Logo

5. Hukuk Dairesi2023/11246 E. 2024/4420 K.

Yapay Zeka Özeti

Uyuşmazlık: Kamulaştırma bedelinin tespiti davasında, bedelin doğru hesaplanıp hesaplanmadığı ve tescil hükmünün verilip verilmeyeceği noktasında uyuşmazlık bulunmaktadır.

Gerekçe ve Sonuç: Yerel mahkemenin, Yargıtay’ın önceki bozma kararlarında belirtilen hususlara uygun bir şekilde kamulaştırma bedelini tespit ettiği, fakat tescil hükmünü yeniden vermeyi atladığı gözetilerek, karar düzeltilerek onanmıştır.

Karar Metni

"İçtihat Metni"

MAHKEMESİ :Asliye Hukuk Mahkemesi

SAYISI : 2023/54 Esas, 2023/453 Karar

KARAR : Kabul

Taraflar arasındaki 4650 sayılı Kanun'la değişik 2942 sayılı Kamulaştırma Kanunu'nun (2942 sayılı Kanun) 10 uncu maddesine dayanan kamulaştırma bedelinin tespiti ve kamulaştırılan taşınmazın davacı idare adına tesciline ilişkin davada verilen karar hakkında yapılan temyiz incelemesi sonucunda, Dairece Mahkeme kararının bozulmasına karar verilmiştir.

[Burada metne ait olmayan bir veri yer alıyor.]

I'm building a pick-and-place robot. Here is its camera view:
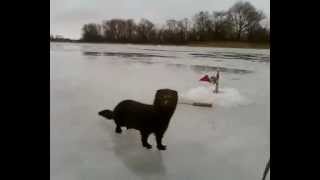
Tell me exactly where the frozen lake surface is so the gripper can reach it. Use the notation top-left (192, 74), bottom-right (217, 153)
top-left (50, 43), bottom-right (270, 180)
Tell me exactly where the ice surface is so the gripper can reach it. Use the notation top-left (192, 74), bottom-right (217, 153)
top-left (50, 43), bottom-right (270, 180)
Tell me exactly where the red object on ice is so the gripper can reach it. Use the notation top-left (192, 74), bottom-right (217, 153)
top-left (199, 75), bottom-right (210, 82)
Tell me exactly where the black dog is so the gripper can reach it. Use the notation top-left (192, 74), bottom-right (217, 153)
top-left (99, 89), bottom-right (178, 150)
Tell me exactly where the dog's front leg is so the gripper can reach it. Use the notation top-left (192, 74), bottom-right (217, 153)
top-left (141, 132), bottom-right (152, 149)
top-left (156, 133), bottom-right (167, 150)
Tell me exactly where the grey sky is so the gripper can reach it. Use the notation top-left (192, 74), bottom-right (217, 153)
top-left (50, 0), bottom-right (270, 38)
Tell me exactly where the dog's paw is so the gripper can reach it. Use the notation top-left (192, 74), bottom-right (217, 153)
top-left (157, 145), bottom-right (167, 150)
top-left (143, 144), bottom-right (152, 149)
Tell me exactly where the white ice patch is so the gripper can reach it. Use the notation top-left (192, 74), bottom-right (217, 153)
top-left (179, 86), bottom-right (249, 107)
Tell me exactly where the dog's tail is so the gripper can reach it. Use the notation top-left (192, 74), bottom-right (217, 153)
top-left (98, 109), bottom-right (114, 119)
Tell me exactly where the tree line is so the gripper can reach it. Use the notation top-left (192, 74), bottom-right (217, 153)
top-left (80, 1), bottom-right (270, 44)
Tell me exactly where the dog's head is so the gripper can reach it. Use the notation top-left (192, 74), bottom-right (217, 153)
top-left (153, 89), bottom-right (178, 113)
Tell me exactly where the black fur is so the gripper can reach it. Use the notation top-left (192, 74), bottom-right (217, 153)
top-left (99, 89), bottom-right (178, 150)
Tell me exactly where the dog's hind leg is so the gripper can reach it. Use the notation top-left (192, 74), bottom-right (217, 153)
top-left (156, 133), bottom-right (167, 150)
top-left (141, 132), bottom-right (152, 149)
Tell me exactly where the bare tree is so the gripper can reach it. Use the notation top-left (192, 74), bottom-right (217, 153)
top-left (228, 1), bottom-right (265, 40)
top-left (137, 19), bottom-right (154, 42)
top-left (82, 23), bottom-right (102, 42)
top-left (194, 11), bottom-right (212, 41)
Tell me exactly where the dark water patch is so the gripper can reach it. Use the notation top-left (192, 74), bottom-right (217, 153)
top-left (83, 51), bottom-right (176, 58)
top-left (143, 49), bottom-right (195, 52)
top-left (83, 52), bottom-right (102, 56)
top-left (190, 52), bottom-right (270, 62)
top-left (167, 64), bottom-right (253, 74)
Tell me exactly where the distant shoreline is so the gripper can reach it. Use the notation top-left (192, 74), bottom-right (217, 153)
top-left (50, 40), bottom-right (270, 49)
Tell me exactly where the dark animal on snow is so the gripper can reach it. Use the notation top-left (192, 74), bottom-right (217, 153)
top-left (99, 89), bottom-right (178, 150)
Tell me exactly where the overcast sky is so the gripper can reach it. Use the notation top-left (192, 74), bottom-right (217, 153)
top-left (50, 0), bottom-right (270, 38)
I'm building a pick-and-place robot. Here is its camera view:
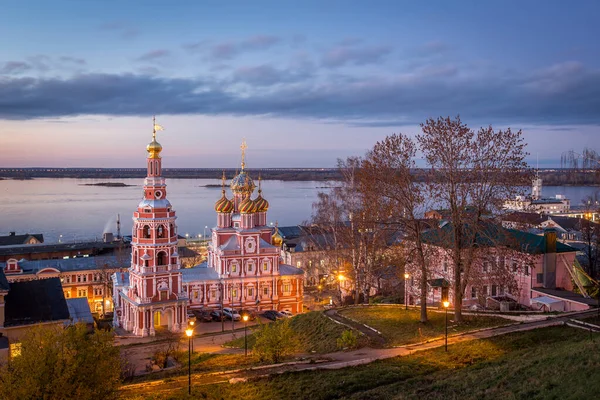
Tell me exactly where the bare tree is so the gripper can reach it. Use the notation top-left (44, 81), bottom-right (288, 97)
top-left (360, 134), bottom-right (429, 322)
top-left (417, 117), bottom-right (530, 322)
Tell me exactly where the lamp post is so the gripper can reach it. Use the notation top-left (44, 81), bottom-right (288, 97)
top-left (404, 272), bottom-right (410, 311)
top-left (242, 314), bottom-right (248, 357)
top-left (442, 300), bottom-right (450, 351)
top-left (185, 329), bottom-right (194, 395)
top-left (338, 274), bottom-right (346, 306)
top-left (190, 321), bottom-right (194, 354)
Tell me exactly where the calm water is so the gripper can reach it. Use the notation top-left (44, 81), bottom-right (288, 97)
top-left (0, 178), bottom-right (326, 243)
top-left (0, 178), bottom-right (600, 243)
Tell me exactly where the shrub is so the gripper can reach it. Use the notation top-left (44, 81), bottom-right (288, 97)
top-left (254, 319), bottom-right (298, 363)
top-left (337, 330), bottom-right (358, 349)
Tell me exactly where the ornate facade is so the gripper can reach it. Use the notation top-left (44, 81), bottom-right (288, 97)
top-left (182, 144), bottom-right (304, 313)
top-left (113, 125), bottom-right (304, 336)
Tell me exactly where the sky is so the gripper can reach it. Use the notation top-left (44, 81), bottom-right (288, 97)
top-left (0, 0), bottom-right (600, 168)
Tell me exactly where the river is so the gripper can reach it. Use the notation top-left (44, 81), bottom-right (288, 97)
top-left (0, 178), bottom-right (600, 243)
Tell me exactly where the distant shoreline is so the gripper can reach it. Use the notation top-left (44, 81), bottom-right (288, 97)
top-left (79, 182), bottom-right (135, 187)
top-left (0, 168), bottom-right (600, 187)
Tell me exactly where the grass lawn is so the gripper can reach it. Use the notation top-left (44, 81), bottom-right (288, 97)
top-left (120, 326), bottom-right (600, 400)
top-left (225, 311), bottom-right (366, 354)
top-left (340, 306), bottom-right (512, 346)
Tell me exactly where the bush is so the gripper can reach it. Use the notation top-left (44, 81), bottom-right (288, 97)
top-left (337, 330), bottom-right (358, 350)
top-left (254, 319), bottom-right (298, 363)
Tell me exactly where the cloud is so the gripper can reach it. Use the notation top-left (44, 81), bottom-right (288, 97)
top-left (322, 46), bottom-right (392, 68)
top-left (233, 65), bottom-right (310, 86)
top-left (98, 21), bottom-right (140, 39)
top-left (0, 64), bottom-right (600, 126)
top-left (0, 61), bottom-right (33, 75)
top-left (136, 49), bottom-right (171, 61)
top-left (210, 35), bottom-right (280, 60)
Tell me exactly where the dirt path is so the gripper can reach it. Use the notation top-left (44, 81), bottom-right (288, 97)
top-left (122, 310), bottom-right (597, 395)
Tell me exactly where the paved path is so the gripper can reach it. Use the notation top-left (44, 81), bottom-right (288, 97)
top-left (123, 310), bottom-right (597, 394)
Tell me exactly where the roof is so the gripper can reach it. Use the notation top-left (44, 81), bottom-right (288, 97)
top-left (113, 271), bottom-right (129, 286)
top-left (67, 297), bottom-right (94, 324)
top-left (0, 268), bottom-right (10, 291)
top-left (531, 287), bottom-right (598, 306)
top-left (427, 278), bottom-right (450, 287)
top-left (177, 247), bottom-right (200, 258)
top-left (0, 256), bottom-right (129, 274)
top-left (4, 278), bottom-right (69, 327)
top-left (277, 225), bottom-right (304, 239)
top-left (181, 262), bottom-right (220, 283)
top-left (422, 221), bottom-right (577, 254)
top-left (531, 296), bottom-right (563, 306)
top-left (0, 232), bottom-right (44, 246)
top-left (279, 264), bottom-right (304, 275)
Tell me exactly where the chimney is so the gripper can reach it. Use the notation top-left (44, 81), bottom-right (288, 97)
top-left (544, 228), bottom-right (556, 289)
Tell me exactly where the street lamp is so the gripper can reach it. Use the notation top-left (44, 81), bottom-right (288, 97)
top-left (404, 272), bottom-right (410, 311)
top-left (185, 329), bottom-right (194, 395)
top-left (442, 300), bottom-right (450, 351)
top-left (338, 274), bottom-right (346, 305)
top-left (242, 314), bottom-right (248, 357)
top-left (190, 321), bottom-right (194, 354)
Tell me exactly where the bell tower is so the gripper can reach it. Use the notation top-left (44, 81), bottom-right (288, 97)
top-left (113, 121), bottom-right (188, 336)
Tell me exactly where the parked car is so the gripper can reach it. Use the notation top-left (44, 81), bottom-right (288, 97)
top-left (194, 310), bottom-right (213, 322)
top-left (262, 310), bottom-right (285, 321)
top-left (238, 309), bottom-right (256, 321)
top-left (210, 310), bottom-right (226, 321)
top-left (223, 307), bottom-right (242, 321)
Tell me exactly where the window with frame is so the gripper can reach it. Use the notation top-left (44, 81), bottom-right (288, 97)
top-left (10, 342), bottom-right (21, 357)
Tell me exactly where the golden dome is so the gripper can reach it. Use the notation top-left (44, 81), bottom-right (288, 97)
top-left (146, 138), bottom-right (162, 158)
top-left (254, 190), bottom-right (269, 212)
top-left (240, 196), bottom-right (256, 214)
top-left (215, 190), bottom-right (233, 213)
top-left (271, 227), bottom-right (283, 247)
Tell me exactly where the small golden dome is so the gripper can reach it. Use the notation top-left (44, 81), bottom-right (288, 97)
top-left (240, 196), bottom-right (255, 214)
top-left (215, 191), bottom-right (233, 213)
top-left (254, 190), bottom-right (269, 212)
top-left (271, 227), bottom-right (283, 247)
top-left (146, 138), bottom-right (162, 158)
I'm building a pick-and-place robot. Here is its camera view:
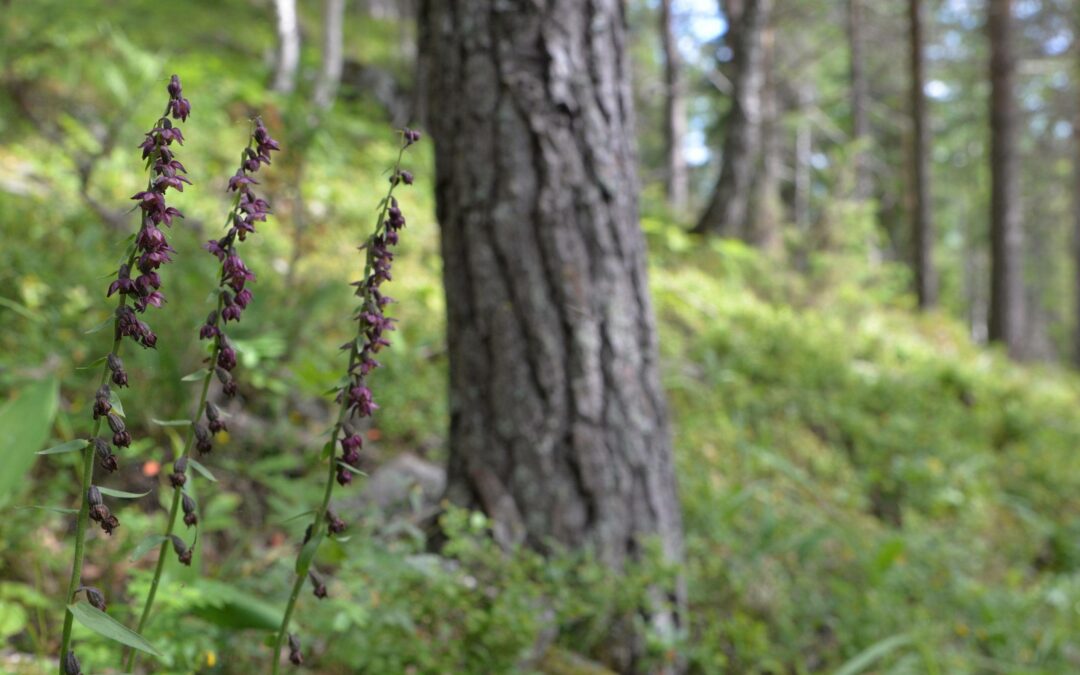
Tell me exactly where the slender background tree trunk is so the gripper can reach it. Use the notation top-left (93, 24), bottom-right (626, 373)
top-left (848, 0), bottom-right (873, 202)
top-left (420, 0), bottom-right (683, 672)
top-left (907, 0), bottom-right (937, 309)
top-left (987, 0), bottom-right (1024, 356)
top-left (694, 0), bottom-right (771, 237)
top-left (746, 22), bottom-right (783, 253)
top-left (660, 0), bottom-right (689, 212)
top-left (313, 0), bottom-right (345, 109)
top-left (1072, 32), bottom-right (1080, 367)
top-left (273, 0), bottom-right (300, 94)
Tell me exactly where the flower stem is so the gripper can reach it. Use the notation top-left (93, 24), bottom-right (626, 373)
top-left (124, 295), bottom-right (221, 673)
top-left (59, 248), bottom-right (145, 675)
top-left (271, 140), bottom-right (405, 675)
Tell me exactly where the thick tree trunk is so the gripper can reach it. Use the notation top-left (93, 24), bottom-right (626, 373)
top-left (907, 0), bottom-right (937, 309)
top-left (694, 0), bottom-right (772, 237)
top-left (848, 0), bottom-right (873, 202)
top-left (312, 0), bottom-right (345, 109)
top-left (987, 0), bottom-right (1024, 356)
top-left (660, 0), bottom-right (689, 212)
top-left (420, 0), bottom-right (683, 672)
top-left (273, 0), bottom-right (300, 94)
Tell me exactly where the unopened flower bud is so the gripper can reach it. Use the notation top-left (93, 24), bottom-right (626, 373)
top-left (288, 633), bottom-right (303, 665)
top-left (168, 455), bottom-right (188, 488)
top-left (107, 413), bottom-right (132, 447)
top-left (195, 422), bottom-right (214, 455)
top-left (180, 495), bottom-right (199, 527)
top-left (214, 366), bottom-right (237, 399)
top-left (91, 436), bottom-right (119, 473)
top-left (82, 586), bottom-right (105, 611)
top-left (308, 569), bottom-right (328, 599)
top-left (94, 384), bottom-right (112, 419)
top-left (64, 651), bottom-right (82, 675)
top-left (170, 535), bottom-right (192, 566)
top-left (206, 403), bottom-right (229, 433)
top-left (326, 510), bottom-right (347, 535)
top-left (108, 353), bottom-right (127, 387)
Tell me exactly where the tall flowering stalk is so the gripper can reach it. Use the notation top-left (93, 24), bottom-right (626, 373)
top-left (59, 75), bottom-right (191, 675)
top-left (273, 129), bottom-right (420, 674)
top-left (126, 119), bottom-right (281, 671)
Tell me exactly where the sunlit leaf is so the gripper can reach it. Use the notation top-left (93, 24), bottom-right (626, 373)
top-left (0, 378), bottom-right (57, 505)
top-left (68, 603), bottom-right (161, 657)
top-left (97, 485), bottom-right (150, 499)
top-left (131, 535), bottom-right (168, 563)
top-left (37, 438), bottom-right (86, 455)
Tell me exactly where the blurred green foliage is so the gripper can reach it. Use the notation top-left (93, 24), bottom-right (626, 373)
top-left (6, 0), bottom-right (1080, 675)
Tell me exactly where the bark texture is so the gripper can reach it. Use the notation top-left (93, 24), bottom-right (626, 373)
top-left (660, 0), bottom-right (690, 211)
top-left (907, 0), bottom-right (937, 309)
top-left (273, 0), bottom-right (300, 94)
top-left (694, 0), bottom-right (772, 237)
top-left (420, 0), bottom-right (683, 672)
top-left (312, 0), bottom-right (345, 109)
top-left (987, 0), bottom-right (1024, 356)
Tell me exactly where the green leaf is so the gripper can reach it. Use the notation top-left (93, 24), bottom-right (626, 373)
top-left (36, 438), bottom-right (86, 455)
top-left (188, 456), bottom-right (217, 483)
top-left (337, 459), bottom-right (367, 477)
top-left (109, 389), bottom-right (127, 417)
top-left (131, 535), bottom-right (168, 563)
top-left (281, 511), bottom-right (314, 525)
top-left (68, 603), bottom-right (161, 657)
top-left (76, 356), bottom-right (108, 370)
top-left (180, 368), bottom-right (210, 382)
top-left (97, 485), bottom-right (150, 499)
top-left (0, 377), bottom-right (58, 507)
top-left (191, 579), bottom-right (282, 631)
top-left (296, 528), bottom-right (326, 577)
top-left (15, 504), bottom-right (79, 514)
top-left (833, 634), bottom-right (912, 675)
top-left (83, 314), bottom-right (116, 335)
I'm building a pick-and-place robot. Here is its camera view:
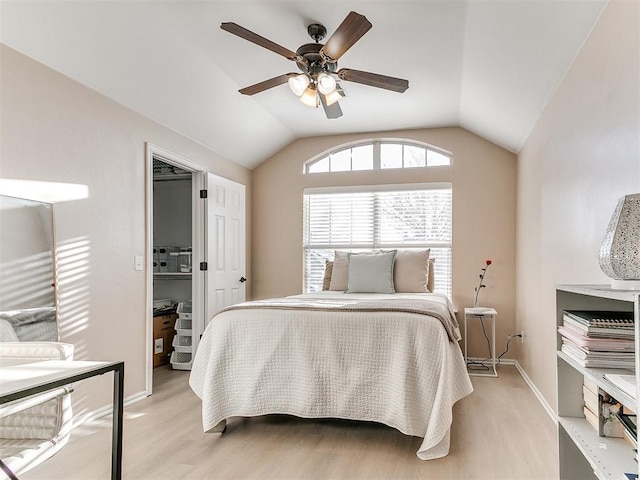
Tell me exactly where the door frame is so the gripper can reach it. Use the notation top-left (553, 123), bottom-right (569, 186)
top-left (145, 142), bottom-right (207, 396)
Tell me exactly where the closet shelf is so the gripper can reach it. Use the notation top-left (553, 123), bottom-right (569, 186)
top-left (153, 272), bottom-right (191, 280)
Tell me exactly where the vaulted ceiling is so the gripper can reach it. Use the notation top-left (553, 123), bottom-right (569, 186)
top-left (0, 0), bottom-right (606, 168)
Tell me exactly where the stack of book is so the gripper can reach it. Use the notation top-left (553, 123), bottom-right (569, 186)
top-left (558, 310), bottom-right (635, 370)
top-left (582, 377), bottom-right (602, 433)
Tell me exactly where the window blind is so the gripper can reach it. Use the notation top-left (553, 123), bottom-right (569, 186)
top-left (303, 184), bottom-right (452, 297)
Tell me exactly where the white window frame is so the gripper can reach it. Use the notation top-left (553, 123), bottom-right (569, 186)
top-left (303, 138), bottom-right (453, 175)
top-left (302, 182), bottom-right (453, 298)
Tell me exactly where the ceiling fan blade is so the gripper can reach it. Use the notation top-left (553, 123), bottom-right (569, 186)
top-left (220, 22), bottom-right (296, 60)
top-left (238, 73), bottom-right (299, 95)
top-left (320, 12), bottom-right (372, 62)
top-left (336, 68), bottom-right (409, 93)
top-left (320, 94), bottom-right (342, 118)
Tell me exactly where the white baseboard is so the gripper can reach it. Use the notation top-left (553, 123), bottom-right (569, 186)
top-left (467, 357), bottom-right (516, 365)
top-left (73, 391), bottom-right (149, 429)
top-left (514, 360), bottom-right (558, 424)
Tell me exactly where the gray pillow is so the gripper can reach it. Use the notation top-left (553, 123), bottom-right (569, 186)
top-left (347, 250), bottom-right (397, 293)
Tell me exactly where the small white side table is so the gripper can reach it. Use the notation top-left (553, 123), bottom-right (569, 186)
top-left (464, 307), bottom-right (498, 377)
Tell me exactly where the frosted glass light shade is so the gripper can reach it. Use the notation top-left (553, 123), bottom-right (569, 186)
top-left (317, 73), bottom-right (336, 95)
top-left (599, 193), bottom-right (640, 290)
top-left (288, 73), bottom-right (309, 97)
top-left (324, 90), bottom-right (342, 106)
top-left (300, 86), bottom-right (320, 108)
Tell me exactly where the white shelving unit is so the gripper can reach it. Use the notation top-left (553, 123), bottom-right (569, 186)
top-left (556, 285), bottom-right (640, 480)
top-left (170, 302), bottom-right (193, 370)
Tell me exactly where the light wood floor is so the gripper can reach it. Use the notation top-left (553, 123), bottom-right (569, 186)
top-left (20, 366), bottom-right (558, 480)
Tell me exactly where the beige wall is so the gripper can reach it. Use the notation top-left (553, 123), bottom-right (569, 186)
top-left (517, 0), bottom-right (640, 408)
top-left (0, 45), bottom-right (251, 413)
top-left (252, 128), bottom-right (516, 356)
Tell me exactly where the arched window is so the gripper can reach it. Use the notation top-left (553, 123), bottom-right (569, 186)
top-left (304, 140), bottom-right (451, 173)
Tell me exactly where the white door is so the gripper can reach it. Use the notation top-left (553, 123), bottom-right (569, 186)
top-left (204, 173), bottom-right (246, 327)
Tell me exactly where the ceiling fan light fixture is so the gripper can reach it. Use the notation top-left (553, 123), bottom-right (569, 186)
top-left (288, 73), bottom-right (310, 97)
top-left (324, 90), bottom-right (342, 106)
top-left (316, 73), bottom-right (336, 95)
top-left (324, 84), bottom-right (346, 106)
top-left (300, 85), bottom-right (320, 108)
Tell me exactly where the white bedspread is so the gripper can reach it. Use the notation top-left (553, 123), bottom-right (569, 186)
top-left (189, 292), bottom-right (473, 460)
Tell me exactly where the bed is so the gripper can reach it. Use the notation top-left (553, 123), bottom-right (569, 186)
top-left (189, 249), bottom-right (473, 460)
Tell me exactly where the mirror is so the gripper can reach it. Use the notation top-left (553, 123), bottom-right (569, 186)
top-left (0, 195), bottom-right (58, 342)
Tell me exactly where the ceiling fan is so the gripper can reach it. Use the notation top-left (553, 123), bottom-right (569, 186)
top-left (220, 12), bottom-right (409, 118)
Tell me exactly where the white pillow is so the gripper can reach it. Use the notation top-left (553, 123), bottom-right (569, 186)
top-left (329, 250), bottom-right (349, 292)
top-left (393, 248), bottom-right (430, 293)
top-left (344, 250), bottom-right (396, 293)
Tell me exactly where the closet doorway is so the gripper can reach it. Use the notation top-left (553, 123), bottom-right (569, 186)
top-left (146, 144), bottom-right (246, 395)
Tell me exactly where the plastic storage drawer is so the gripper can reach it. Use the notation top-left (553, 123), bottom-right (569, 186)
top-left (176, 302), bottom-right (193, 320)
top-left (171, 351), bottom-right (191, 370)
top-left (175, 317), bottom-right (192, 335)
top-left (172, 335), bottom-right (192, 353)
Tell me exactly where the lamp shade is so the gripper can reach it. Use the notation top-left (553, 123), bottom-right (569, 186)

Mahkemece bozmaya uyularak yeniden yapılan yargılama sonucunda; davanın kabulüne karar verilmiştir.

Mahkeme kararı taraf vekillerince temyiz edilmekle; süre, temyiz şartı ve diğer usul eksiklikleri yönünden yapılan ön inceleme sonucunda, temyiz dilekçesinin kabulüne karar verildikten ve Tetkik Hâkimi tarafından hazırlanan rapor dinlendikten sonra dosyadaki belgeler incelenip gereği düşünüldü:

I. DAVA

Davacı idare vekili dava dilekçesinde özetle;... Mahallesi 4582 ada 2 parsel sayılı taşınmazın kamulaştırma bedelinin tespiti ile kamulaştırılan taşınmazın idare adına tescilini talep etmiştir.

II. CEVAP

Davalı vekili cevap dilekçesinde özetle; taşınmazın konumu ve nitelikleri itibarıyla davacı tarafından tespit edilen bedelin düşük olduğunu, taşınmazın gelişmiş bir mevkide bulunduğunu, kamulaştırma evraklarında binanın yaşının sehven 41-50 yaş arası olarak belirtildiğini, binanın 10-15 senelik olduğunu, binanın 50 yaşında olarak değerlendirildiğini ve %32 yıpranma payı düşüldüğünü, 20 m²lik bodrumun hatalı olarak dikkate alınmadığını belirterek, taşınmazın gerçek değerinin takdir edilmesine, yargılama gideri ve vekâlet ücretinin davacı üzerinde bırakılmasına karar verilmesini talep etmiştir.

III. MAHKEME KARARI

Mahkemenin 02.05.2016 tarihli ve 2015/484 Esas, 2016/214 Karar sayılı kararı ile davanın kabulüne ve kamulaştırma bedelinin tespiti ile bu bedelin davalı tarafa ödenmesine, dava konusu taşınmazın davalı adına olan tapu kaydının iptali ile davacı idare adına tesciline karar verilmiştir.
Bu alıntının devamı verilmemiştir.